I’ll spare you all the big details about the process, but it was something else. I am just starting to get to a point where I can sleep in my bed, on my stomach. And most importantly, I changed my chances of getting cancer from about 85% to less than 5%. The surgery was a great decision for me.
I’m not done yet. I see the genetic counselor tomorrow about the next body part I have to get checked. There are about five different areas of potential concern. And my mindset has not changed as we go forward; I’m scared, but ready to hear the good and the bad. But what has changed, is me.
I’m now feeling this heightened sense of ensuring my family knows I’m present. A few nights ago, our youngest asked me to play Hungry Hungry Hippos. We were laughing, having a good time, and our oldest daughter ended up joining us. Nothing else mattered but being there with them. They knew it, and I knew it. Don’t get me wrong, my husband and I are both there for our kids every day.

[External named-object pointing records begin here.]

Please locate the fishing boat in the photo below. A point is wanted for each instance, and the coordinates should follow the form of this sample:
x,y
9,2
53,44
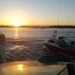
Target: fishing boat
x,y
61,44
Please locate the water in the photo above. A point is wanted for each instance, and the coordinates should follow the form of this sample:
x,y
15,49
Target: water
x,y
35,32
29,42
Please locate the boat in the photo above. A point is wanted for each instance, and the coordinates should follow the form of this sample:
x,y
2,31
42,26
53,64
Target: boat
x,y
61,44
2,37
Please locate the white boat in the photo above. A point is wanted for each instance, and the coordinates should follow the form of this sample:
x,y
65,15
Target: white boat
x,y
61,44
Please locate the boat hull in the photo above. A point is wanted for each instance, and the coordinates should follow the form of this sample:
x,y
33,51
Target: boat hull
x,y
58,49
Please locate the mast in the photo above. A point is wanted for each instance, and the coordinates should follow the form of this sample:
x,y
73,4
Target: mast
x,y
58,19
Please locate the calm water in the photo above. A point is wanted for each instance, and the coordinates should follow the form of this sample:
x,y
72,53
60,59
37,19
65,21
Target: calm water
x,y
35,32
32,49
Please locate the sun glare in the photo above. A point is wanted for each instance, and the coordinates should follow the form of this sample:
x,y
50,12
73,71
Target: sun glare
x,y
16,22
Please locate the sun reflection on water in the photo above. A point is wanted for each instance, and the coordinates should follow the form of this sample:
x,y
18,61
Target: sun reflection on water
x,y
21,67
16,33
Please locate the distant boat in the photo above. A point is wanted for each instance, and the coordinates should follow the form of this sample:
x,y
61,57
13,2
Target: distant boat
x,y
2,37
61,44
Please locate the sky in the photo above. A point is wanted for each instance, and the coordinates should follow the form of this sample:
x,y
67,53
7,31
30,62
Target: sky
x,y
37,12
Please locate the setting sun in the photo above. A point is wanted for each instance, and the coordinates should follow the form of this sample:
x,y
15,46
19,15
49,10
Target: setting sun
x,y
16,22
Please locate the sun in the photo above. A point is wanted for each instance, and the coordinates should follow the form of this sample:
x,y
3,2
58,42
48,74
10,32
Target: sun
x,y
16,22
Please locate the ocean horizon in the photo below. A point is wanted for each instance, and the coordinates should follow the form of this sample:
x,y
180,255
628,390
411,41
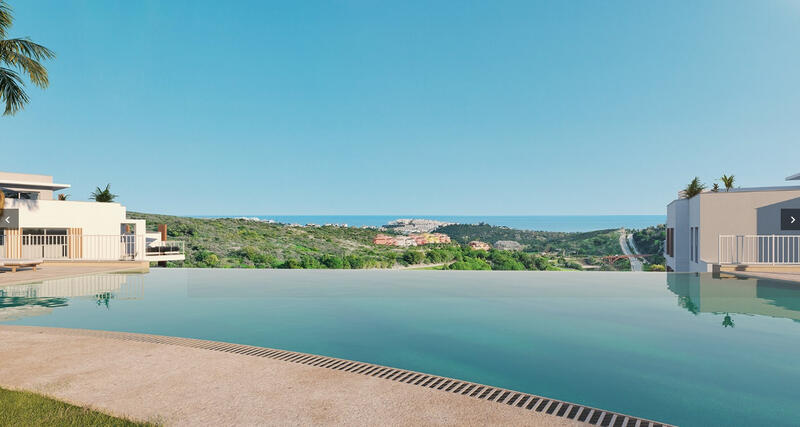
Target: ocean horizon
x,y
562,223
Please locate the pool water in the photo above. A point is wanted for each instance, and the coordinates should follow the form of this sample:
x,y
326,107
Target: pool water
x,y
686,349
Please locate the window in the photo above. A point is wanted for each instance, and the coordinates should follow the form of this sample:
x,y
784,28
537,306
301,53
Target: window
x,y
696,244
670,242
24,195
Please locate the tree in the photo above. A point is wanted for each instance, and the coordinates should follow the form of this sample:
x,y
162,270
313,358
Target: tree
x,y
694,188
103,195
19,55
727,181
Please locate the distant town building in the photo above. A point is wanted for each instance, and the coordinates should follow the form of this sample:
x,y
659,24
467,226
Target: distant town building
x,y
412,240
430,238
405,241
508,245
409,226
479,246
383,239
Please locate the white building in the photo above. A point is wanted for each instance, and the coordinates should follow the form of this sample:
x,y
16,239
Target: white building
x,y
744,228
35,225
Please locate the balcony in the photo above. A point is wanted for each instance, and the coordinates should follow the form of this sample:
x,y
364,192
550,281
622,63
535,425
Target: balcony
x,y
759,250
89,248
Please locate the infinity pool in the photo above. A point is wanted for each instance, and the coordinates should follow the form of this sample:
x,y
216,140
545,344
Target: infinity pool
x,y
685,349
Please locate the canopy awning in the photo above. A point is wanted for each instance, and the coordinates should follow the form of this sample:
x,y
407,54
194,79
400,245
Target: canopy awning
x,y
32,185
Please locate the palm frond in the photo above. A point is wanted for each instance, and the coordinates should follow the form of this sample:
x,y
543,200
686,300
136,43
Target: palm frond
x,y
24,46
5,18
12,91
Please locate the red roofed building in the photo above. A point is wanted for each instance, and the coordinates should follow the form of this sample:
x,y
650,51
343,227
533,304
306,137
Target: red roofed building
x,y
383,239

But it’s different; we are getting out the playdough even though it’s a crazy mess, or going out in our PJ’s to play in the snow and squirt whipped cream in our mouths. My husband and I are spending time with friends and making time for each other. We are enjoying every minute.
I’ve found that I’m more incapable of bullshit than ever before. I’ve always been very candid, but I’m now to a point where I really don’t want to waste time. I work hard to check off the “to do list” at work and avoid drama. I try harder to make sure nothing gets left unsaid, and that more people get positive feedback. And when I see this cloak and dagger bullshit happen where people don’t say what’s on their mind, I try hard to address it appropriately.
I feel stronger. A friend of mine told me about a cool quote from someone who had a double mastectomy. She wrote “The first time I looked down and saw my scars after surgery, I thought they were so beautiful that I cried. I felt proud and sexy because they symbolized the fact that I took charge of a bad situation and did everything I could to ensure that I would live a long, healthy life. I want to show them off; I like when they poke out of my swimsuit. They prove I’m a warrior. I feel that I saved my own life—I can’t think of anything sexier than that." Listen, I don’t quote her to say I feel sexy; I’m not ready to go there with this blog post (LOL!). But I really do feel pretty good I had the strength to do this for me and my family. It gives me the courage to do a lot of other things that will come my way.
I don’t know exactly if I see changes in me because I’m 44, because of the surgery, or what it is. But I like it. It’s this new appreciation for what I have and what I am. I’m anxious to look back at the end of the year and see what more changes are coming. Bring it on.